Segundo a EMA, a segunda dose tem de ser tomada no máximo 42 dias depois da primeira. Contudo, a Pfizer já avisou que não tem provas de que a vacina tenha a mesma eficácia se a segunda dose for administrada mais de 21 dias após a primeira.
Hungria compra vacinas que a UE ainda não aprovou
A Hungria virou-se para outro lado quando as entregas começaram a falhar na Europa. Nas palavras do primeiro-ministro húngaro, Viktor Orban, na sua entrevista à rádio semanal, “se não há vacinas na União [Europeia], vamos buscá-la a outro sítio”. “Não é admissível que os húngaros morram por causa disso”, acrescentou.
A Hungria fez um acordo com a Rússia para comprar “grandes quantidades” da vacina contra a Covid-19 Sputnik V. Além desta, também encomendou um milhão de doses da vacina chinesa Sinopharm e aguarda autorização dos inspetores húngaros, que estão atualmente em Pequim. As duas vacinas não foram ainda avaliadas pelo regulador europeu. Já foram aprovadas as vacinas da Pfizer e Moderna e as próximas a serem discutidas são as vacinas da AstraZeneca e a da Johnson&Johnson.
Pressão da Comissão Europeia
Perante o primeiro anúncio da quebra nas entregas, por parte da Pfizer, a presidente da CE, Ursula von der Leyen, lembrou a farmacêutica de que “temos um contrato, precisamos das vacinas agora”. A presidente da CE telefonou ao conselheiro da Pfizer, a Comissão reuniu-se com o conselho responsável pela estratégia de vacinação na EU e a Pfizer acabou por anunciar que o atraso nas entregas seria de “uma semana”. “Reagimos com firmeza, batemos com os punhos na mesa e, finalmente, os atrasos anunciados de várias semanas foram reduzidos“, disse Charles Michel, presidente do Conselho Europeu, no domingo.
Charles Michel falava em entrevista à rádio francesa Europe 1, onde pedia que as farmacêuticas fossem transparentes nos motivos que as levam a atrasar as entregas das vacinas contra a Covid-19.
Também no domingo a CE pressionou a AstraZeneca para entregar “o mais rapidamente possível” as doses contratualizadas, através duma carta enviada à farmacêutica pela comissária europeia da Saúde, Stella Kyriakides, para solicitar esclarecimentos adicionais.
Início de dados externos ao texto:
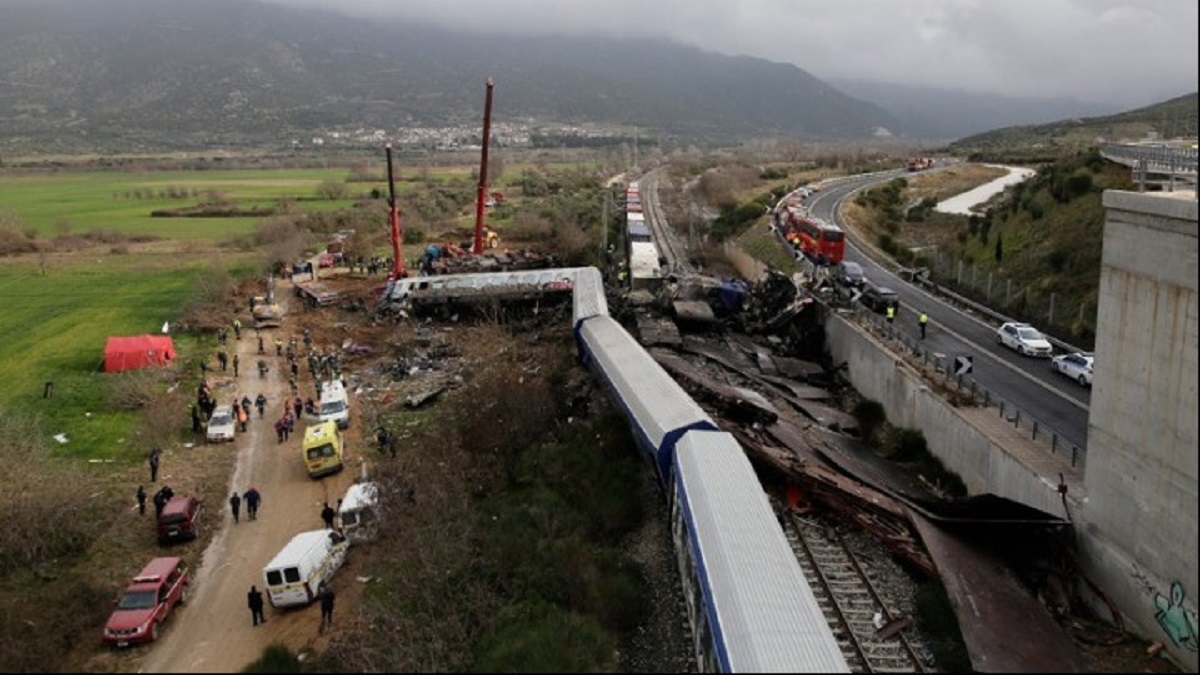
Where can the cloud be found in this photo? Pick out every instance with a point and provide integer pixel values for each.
(1111, 52)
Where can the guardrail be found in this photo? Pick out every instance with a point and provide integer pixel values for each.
(977, 394)
(1177, 163)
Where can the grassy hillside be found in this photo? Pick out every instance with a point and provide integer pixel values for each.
(1035, 255)
(1047, 142)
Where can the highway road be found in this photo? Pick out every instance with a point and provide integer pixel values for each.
(1024, 382)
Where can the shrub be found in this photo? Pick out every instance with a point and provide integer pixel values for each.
(871, 417)
(275, 658)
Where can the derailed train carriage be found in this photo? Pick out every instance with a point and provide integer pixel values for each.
(751, 609)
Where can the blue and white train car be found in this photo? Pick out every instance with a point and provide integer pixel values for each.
(659, 410)
(750, 605)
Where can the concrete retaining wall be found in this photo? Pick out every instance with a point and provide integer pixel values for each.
(966, 440)
(1140, 536)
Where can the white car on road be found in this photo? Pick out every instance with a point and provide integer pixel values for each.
(1077, 365)
(221, 424)
(1025, 339)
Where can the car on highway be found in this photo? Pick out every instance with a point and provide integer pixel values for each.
(1075, 365)
(851, 274)
(1024, 339)
(147, 602)
(879, 298)
(221, 425)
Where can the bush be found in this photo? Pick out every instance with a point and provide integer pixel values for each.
(535, 637)
(276, 658)
(871, 417)
(937, 620)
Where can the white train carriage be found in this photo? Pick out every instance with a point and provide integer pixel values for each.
(657, 406)
(750, 607)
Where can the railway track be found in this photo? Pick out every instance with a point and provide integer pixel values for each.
(849, 598)
(670, 248)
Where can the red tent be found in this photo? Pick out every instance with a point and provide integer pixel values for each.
(137, 352)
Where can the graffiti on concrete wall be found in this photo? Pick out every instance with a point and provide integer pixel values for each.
(1176, 620)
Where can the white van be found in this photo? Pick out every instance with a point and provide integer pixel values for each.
(309, 560)
(357, 514)
(334, 404)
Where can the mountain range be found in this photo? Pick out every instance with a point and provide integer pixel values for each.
(155, 75)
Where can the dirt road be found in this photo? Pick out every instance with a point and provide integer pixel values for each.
(214, 632)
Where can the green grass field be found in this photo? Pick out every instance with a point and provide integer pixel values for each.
(55, 328)
(121, 202)
(57, 310)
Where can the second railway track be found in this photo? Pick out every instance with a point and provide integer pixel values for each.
(849, 597)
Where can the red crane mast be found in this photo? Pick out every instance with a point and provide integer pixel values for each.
(481, 193)
(397, 234)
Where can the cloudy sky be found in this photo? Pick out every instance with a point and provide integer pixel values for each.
(1122, 53)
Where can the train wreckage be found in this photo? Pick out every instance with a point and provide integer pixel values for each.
(753, 356)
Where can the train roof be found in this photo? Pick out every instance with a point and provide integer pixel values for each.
(762, 603)
(658, 405)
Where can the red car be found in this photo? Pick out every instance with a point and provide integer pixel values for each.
(147, 602)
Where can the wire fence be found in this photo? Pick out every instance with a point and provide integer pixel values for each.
(1071, 321)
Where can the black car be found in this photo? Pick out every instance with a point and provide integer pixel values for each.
(880, 298)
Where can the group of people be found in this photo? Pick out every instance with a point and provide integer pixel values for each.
(285, 425)
(253, 500)
(325, 596)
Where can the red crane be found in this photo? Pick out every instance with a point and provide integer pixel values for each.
(481, 193)
(397, 234)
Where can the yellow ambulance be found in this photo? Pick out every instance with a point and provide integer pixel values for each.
(323, 449)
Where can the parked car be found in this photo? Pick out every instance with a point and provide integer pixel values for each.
(180, 519)
(147, 602)
(1077, 365)
(221, 425)
(1025, 339)
(880, 298)
(851, 274)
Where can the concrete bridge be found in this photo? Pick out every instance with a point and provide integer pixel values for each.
(1169, 167)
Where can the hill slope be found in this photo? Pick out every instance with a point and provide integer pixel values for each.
(1170, 119)
(174, 73)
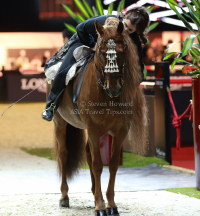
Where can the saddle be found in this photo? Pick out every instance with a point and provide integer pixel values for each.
(81, 54)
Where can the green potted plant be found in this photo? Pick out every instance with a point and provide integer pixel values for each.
(191, 48)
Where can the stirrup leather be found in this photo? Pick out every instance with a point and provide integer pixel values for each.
(51, 106)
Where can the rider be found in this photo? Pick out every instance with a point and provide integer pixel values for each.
(135, 23)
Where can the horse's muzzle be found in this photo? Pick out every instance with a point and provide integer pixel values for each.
(114, 93)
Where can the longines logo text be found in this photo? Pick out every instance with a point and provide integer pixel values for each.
(33, 83)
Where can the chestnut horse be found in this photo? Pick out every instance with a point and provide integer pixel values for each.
(110, 101)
Segundo o porta-voz do executivo comunitário, Stefan De KeersmaeckerNessa, a comissária pediu que se cumprisse o acordo e reiterou “que a capacidade de produção tem de se adequar à conduta dos estudos clínicos para assegurar a disponibilidade das vacinas o mais rapidamente possível”.
“A Comissão espera que as condições contratuais sejam respeitadas e isto é crucial para a saúde dos nossos cidadãos”, concluiu o porta-voz.
Esta segunda-feira, a comissária europeia referiu que “a UE quer que as doses já encomendadas e já pagas sejam distribuídas o mais rapidamente possível e que o contrato seja respeitado na totalidade”. E ameaçou: “A UE vai adotar qualquer ação necessária para proteger os seus cidadãos e os seus direitos”.